Quels ont été les faits marquants en 2025 ?
Je retiens particulièrement le travail collectif mené au sein du Comité de direction pour élaborer le plan stratégique 2026–2030 en collaboration avec toutes les parties prenantes. Ce fut un moment fort d’alignement institutionnel. Par ailleurs, je suis très attachée à la nouvelle gouvernance de la Direction des soins mise en place depuis 2024. Nous avons repensé l’encadrement des équipes en développant un modèle qui associe un responsable d’équipe centré sur le leadership et l’accompagnement managérial à une expertise clinique avancée. Cette complémentarité permet de conjuguer excellence managériale et excellence clinique au service du soin. Le dispositif sera déployé progressivement jusqu’en 2030 et les premiers retours du terrain sont très enthousiasmants.
Quelles sont vos sources de satisfaction au quotidien ?
Ce sont avant tout les rencontres humaines. Ce qui me motive, ce n’est pas le titre, mais le travail collectif en amont d’une décision, la réflexion partagée et l’accompagnement des équipes.

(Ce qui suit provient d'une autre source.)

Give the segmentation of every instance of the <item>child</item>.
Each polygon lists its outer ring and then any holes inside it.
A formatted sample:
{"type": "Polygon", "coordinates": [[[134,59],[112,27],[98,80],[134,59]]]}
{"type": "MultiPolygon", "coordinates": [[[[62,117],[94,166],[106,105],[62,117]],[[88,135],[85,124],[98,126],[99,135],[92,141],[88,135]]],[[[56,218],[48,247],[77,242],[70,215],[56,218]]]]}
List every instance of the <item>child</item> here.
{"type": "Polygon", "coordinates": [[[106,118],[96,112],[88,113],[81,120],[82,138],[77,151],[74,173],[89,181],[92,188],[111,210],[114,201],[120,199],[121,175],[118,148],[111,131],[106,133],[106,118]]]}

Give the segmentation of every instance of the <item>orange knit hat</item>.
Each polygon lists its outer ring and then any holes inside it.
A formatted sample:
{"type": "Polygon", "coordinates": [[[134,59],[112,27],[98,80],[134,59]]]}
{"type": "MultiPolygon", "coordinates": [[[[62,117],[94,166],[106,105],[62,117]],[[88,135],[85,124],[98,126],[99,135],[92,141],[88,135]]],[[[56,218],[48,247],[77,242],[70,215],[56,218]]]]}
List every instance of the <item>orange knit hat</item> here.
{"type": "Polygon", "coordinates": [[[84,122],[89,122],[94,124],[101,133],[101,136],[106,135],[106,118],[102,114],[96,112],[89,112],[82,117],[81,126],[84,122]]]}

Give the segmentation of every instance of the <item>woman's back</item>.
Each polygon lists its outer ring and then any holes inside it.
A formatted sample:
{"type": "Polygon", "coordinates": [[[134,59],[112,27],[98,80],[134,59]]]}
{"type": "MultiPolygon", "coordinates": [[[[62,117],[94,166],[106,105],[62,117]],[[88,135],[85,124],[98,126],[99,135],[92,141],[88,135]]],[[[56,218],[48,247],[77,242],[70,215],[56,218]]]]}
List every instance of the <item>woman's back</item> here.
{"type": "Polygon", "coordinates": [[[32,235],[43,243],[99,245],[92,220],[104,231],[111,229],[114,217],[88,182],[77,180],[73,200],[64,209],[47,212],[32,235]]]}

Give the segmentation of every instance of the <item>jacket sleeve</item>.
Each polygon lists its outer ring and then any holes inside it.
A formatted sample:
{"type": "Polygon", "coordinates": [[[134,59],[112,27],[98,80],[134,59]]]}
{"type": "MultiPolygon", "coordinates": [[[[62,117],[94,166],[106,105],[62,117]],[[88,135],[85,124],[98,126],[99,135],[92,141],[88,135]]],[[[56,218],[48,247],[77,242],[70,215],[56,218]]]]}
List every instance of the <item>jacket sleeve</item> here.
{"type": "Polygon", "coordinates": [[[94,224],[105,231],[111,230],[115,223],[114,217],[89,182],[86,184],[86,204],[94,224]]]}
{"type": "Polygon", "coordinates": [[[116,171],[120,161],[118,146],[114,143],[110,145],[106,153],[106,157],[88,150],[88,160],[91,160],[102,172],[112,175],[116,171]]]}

Je crois profondément à la co-construction, convaincue que l’on est toujours mieux éclairé à plusieurs lanternes. Voir des collègues évoluer, prendre confiance et s’épanouir est une grande satisfaction. Je suis convaincue que ce qui reste d’un parcours, ce sont les personnes que l’on a accompagnées dans leur propre cheminement professionnel. Il y a aussi ces petites améliorations concrètes qui bénéficient aux patientes et aux patients. Parfois, ce sont des changements discrets mis en place il y a des années et devenus évidents aujourd’hui. Savoir que l’on a contribué, même modestement, à ces avancées est profondément gratifiant.
Quel est le moteur de votre engagement ?
J’ai eu la chance d’évoluer dans une institution qui m’a permis de m’épanouir professionnellement et personnellement. Ce qui m’anime, c’est le travail en équipe, la confiance accordée, la capacité à faire grandir les projets ensemble. À l’approche de la fin de ma carrière, je pars avec le sentiment d’avoir participé à quelques belles réalisations. Au-delà des difficultés mises en lumière ces dernières années, je reste convaincue que ces métiers sont profondément humains et qu’ils se construisent collectivement, dans l’engagement et la solidarité.